Quando reunidas as condições certas, componha o caro leitor mui clarificador teste: 1) aproxime-se de um animal que dorme no canto de um sofá, na borda de uma cama; 2) Não permita ao animal em sono profundo aperceber-se da sua presença; 3) Empurre o animal em questão de forma a que caia no chão; 4) Observe a reacção.

Se seguir correcta e metodicamente todos os passos acima descritos, o leitor chegará à seguinte conclusão: o animal reage no primeiro milésimo de segundo em que se encontra no ar e, logo nesse momento, prepara a abordagem ao solo. O animal não pensa. Reage.

Empreenda o mesmo teste com um humano e o resultado será radicalmente oposto. O humano também se apercebe de algo errado no primeiro milionésimo de segundo em que se encontra no ar. No entanto, não reage. O humano pensa. E no que pensa o humano? Porque cai o humano? Porque, na realidade, o humano não pode estar a cair.
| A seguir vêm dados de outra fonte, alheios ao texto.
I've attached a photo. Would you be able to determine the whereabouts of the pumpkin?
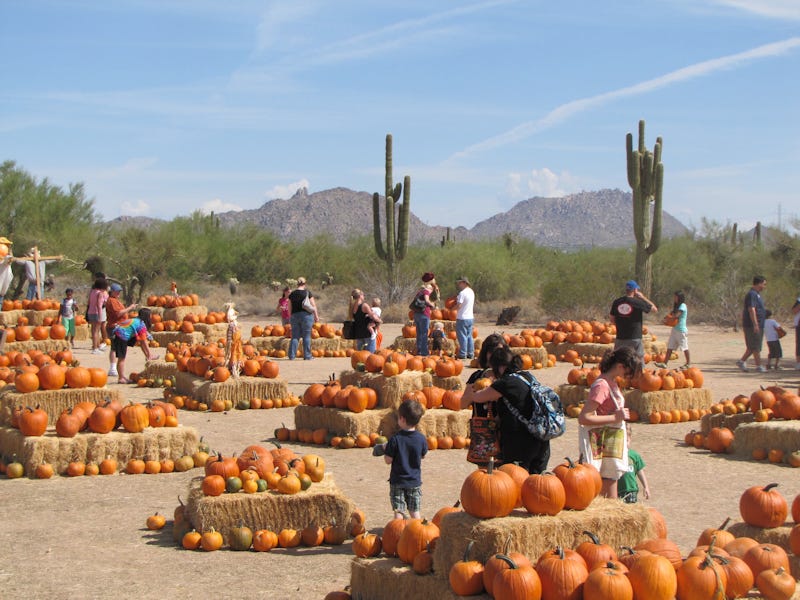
[397,519,439,564]
[119,402,150,433]
[742,544,789,579]
[381,519,408,556]
[253,529,278,552]
[575,531,617,571]
[353,532,382,560]
[553,457,602,510]
[520,471,566,516]
[583,561,633,600]
[447,540,483,596]
[461,458,517,519]
[739,483,789,528]
[756,567,797,600]
[145,513,167,531]
[200,527,223,552]
[628,554,678,600]
[536,547,589,600]
[228,521,253,551]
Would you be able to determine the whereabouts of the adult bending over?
[461,345,550,474]
[289,277,319,360]
[578,346,641,498]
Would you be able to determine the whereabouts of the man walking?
[609,279,658,360]
[456,276,475,359]
[736,275,767,373]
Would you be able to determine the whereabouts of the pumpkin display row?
[0,455,202,479]
[11,400,178,438]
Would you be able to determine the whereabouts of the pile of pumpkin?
[173,503,365,552]
[150,311,226,333]
[167,342,280,383]
[3,298,61,311]
[0,315,86,342]
[147,294,203,308]
[11,400,178,438]
[201,443,325,496]
[0,349,80,388]
[711,385,800,423]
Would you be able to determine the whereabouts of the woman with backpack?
[461,345,550,474]
[578,346,641,498]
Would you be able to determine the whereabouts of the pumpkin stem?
[583,531,600,545]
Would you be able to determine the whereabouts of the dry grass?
[0,387,124,426]
[185,473,355,541]
[0,426,199,477]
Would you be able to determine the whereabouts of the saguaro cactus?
[625,120,664,295]
[372,133,411,295]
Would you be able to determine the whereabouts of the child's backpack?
[503,373,567,441]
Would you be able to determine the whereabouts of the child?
[764,310,786,371]
[656,291,692,369]
[373,400,428,519]
[58,288,78,348]
[617,423,650,504]
[367,297,383,348]
[278,286,292,325]
[431,321,444,356]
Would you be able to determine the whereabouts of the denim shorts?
[389,485,422,514]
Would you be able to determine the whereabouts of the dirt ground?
[0,319,800,598]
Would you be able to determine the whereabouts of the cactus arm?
[372,192,386,260]
[397,175,411,260]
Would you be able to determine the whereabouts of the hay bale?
[431,375,464,390]
[0,387,124,426]
[0,426,200,477]
[294,404,397,437]
[556,383,589,408]
[0,309,28,327]
[731,419,800,458]
[511,347,547,366]
[623,388,714,423]
[350,557,476,600]
[389,336,456,354]
[339,371,433,409]
[139,359,178,379]
[3,340,69,353]
[194,323,228,342]
[175,372,289,404]
[433,498,655,578]
[185,473,355,542]
[161,306,208,323]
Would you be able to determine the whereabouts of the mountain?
[113,187,688,249]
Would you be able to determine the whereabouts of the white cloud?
[200,198,242,215]
[506,167,577,199]
[120,200,150,217]
[447,37,800,161]
[264,179,308,200]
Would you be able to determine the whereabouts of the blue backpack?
[503,373,567,441]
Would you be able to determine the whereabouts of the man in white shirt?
[456,276,475,359]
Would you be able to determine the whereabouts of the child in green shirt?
[617,423,650,504]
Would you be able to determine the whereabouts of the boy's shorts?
[389,485,422,514]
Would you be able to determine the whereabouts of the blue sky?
[0,0,800,227]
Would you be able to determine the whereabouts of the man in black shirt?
[609,280,658,360]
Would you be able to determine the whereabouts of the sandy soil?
[0,319,800,598]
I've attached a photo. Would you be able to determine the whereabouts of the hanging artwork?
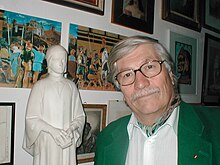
[67,24,125,90]
[0,10,61,88]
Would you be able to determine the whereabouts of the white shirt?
[126,107,179,165]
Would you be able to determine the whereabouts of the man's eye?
[124,72,131,78]
[147,65,154,69]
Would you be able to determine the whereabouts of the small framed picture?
[43,0,105,15]
[0,102,15,165]
[170,31,198,95]
[112,0,154,34]
[77,104,107,163]
[162,0,202,31]
[204,0,220,33]
[202,33,220,106]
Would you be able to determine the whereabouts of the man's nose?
[134,71,150,89]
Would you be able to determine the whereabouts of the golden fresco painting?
[0,10,61,88]
[68,24,125,91]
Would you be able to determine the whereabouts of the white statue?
[23,45,85,165]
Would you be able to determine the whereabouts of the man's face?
[48,50,67,74]
[117,44,174,125]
Somos pessoas seguras mesmo quando pensamos o contrário. Não, a caminhar no passeio não vamos cair. Não, o pneu não rebenta. Não, a água em brasa não nos cai em cima. Não, não caímos da cama quando, seguros, dormimos. Por isso não evitamos o acidente. Alguns milionésimos de segundo em que o nosso ego nos prega uma partida, quando não, isto não acontece. Quando largamos o nosso ego, quando descemos ao patamar do animal, do instinto, então reagimos. Esse momento é, frequentemente, a queda.

Peguemos no caso de Budd. Uma black mamba no centro de um milhão de dólares. A “encarnação do diabo” camuflada entre todos os sonhos do ser humano. Isto não é possível pensou ele. Não reagiu, e a serpente mordeu. Um animal teria fugido ou atacado no primeiro milionésimo de segundo, que é para ele igual a todos os outros mas que, para nós, os humanos, é a surpresa do inesperado.

O inesperado então existe? Não. O inesperado é apenas uma situação perfeitamente normal quando acontece. É tão anormal como bebermos um copo, encontrar um amigo, lavar os dentes, ou acordar. A única diferença é que é a única altura em que não devíamos apenas pensar em nós. Enquanto escrevo estas linhas, fico cada vez mais confuso a cada nova letra que teclo. Ao meu lado, o meu cão dorme profundamente, e nem sabe porquê.